Pollen analysis is an important tool in many fields, including pollination ecology, paleoclimatology, paleoecology, honey quality control, and even medicine and forensics. However, labour‐intensive manual pollen analysis often constrains the number of samples processed or the number of pollen analysed per sample. Thus, there is a desire to develop reliable, high‐throughput, automated systems.
We present an automated method for pollen analysis, based on deep learning convolutional neural networks (CNN). We scanned microscope slides with fuchsine stained, fresh pollen and automatically extracted images of all individual pollen grains. CNN models were trained on reference samples (122,000 pollen grains, from 347 flowers of 83 species of 17 families). The models were used to classify images of different pollen grains in a series of experiments. We also propose an adjustment to reduce overestimation of sample diversity in cases where samples are likely to contain few species.
Accuracy of a model for 83 species was 0.98 when all samples of each species were first pooled, and then split into a training and a validation set (splitting experiment). However, accuracy was much lower (0.41) when individual reference samples from different flowers were kept separate, and one such sample was used for validation of models trained on remaining samples of the species (leave‐one‐out experiment). We therefore combined species into 28 pollen types where a new leave‐one‐out experiment revealed an overall accuracy of 0.68, and recall rates >0.90 in most pollen types. When validating against 63,650 manually identified pollen grains from 370 bumblebee samples, we obtained an accuracy of 0.79, but our adjustment procedure increased this to 0.85.

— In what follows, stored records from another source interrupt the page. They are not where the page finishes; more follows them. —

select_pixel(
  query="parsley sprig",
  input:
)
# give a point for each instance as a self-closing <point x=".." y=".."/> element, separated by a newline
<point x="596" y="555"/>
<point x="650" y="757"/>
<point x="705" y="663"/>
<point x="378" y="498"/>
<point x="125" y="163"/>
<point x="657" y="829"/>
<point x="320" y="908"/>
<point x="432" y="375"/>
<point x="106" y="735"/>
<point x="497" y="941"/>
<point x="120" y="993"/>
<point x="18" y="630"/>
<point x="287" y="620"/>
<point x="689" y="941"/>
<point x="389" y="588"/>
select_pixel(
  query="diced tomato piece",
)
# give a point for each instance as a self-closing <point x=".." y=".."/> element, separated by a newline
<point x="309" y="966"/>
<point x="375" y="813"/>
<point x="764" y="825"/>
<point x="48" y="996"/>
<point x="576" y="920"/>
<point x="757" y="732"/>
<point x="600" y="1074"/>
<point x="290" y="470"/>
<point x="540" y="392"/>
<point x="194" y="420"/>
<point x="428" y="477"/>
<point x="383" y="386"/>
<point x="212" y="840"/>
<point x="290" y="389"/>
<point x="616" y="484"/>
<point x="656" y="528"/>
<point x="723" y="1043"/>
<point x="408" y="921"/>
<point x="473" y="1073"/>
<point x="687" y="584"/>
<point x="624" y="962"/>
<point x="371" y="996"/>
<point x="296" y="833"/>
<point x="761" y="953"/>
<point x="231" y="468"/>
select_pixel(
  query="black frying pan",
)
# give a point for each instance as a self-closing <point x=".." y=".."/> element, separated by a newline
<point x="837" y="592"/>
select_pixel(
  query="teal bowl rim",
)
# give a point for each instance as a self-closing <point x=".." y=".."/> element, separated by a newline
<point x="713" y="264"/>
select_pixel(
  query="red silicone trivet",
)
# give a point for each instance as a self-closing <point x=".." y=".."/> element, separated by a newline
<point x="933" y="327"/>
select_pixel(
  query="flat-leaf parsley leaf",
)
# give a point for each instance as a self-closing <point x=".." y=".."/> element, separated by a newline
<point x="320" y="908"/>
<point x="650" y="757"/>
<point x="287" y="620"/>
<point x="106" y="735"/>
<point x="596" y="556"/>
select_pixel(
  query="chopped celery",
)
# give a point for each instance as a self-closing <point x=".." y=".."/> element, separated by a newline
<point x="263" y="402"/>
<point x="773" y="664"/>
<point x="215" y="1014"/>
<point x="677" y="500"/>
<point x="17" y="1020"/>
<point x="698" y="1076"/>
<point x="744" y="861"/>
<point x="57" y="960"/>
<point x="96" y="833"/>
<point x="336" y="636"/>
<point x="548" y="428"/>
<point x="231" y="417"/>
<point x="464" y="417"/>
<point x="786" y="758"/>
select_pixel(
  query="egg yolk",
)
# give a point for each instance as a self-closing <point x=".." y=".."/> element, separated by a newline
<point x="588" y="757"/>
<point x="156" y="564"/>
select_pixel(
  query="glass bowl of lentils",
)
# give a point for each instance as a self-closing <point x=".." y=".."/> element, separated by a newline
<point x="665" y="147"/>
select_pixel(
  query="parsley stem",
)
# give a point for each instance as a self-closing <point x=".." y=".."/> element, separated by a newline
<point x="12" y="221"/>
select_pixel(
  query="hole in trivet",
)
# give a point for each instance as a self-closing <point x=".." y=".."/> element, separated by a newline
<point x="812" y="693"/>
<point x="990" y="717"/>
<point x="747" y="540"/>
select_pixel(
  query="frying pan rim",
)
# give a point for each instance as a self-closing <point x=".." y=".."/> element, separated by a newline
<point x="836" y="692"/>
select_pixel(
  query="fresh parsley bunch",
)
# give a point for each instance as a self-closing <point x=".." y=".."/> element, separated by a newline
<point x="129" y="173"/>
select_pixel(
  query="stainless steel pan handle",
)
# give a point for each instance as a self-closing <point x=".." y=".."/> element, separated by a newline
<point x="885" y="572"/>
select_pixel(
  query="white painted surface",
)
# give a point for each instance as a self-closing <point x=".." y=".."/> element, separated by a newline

Validation through splitting experiments may overestimate robustness of CNN pollen analysis in new contexts (samples). Nevertheless, our method has the potential to allow large quantities of real pollen data to be analysed with reasonable accuracy. Although compiling pollen reference libraries is time‐consuming, this is simplified by our method, and can lead to widely accessible and shareable resources for pollen analysis.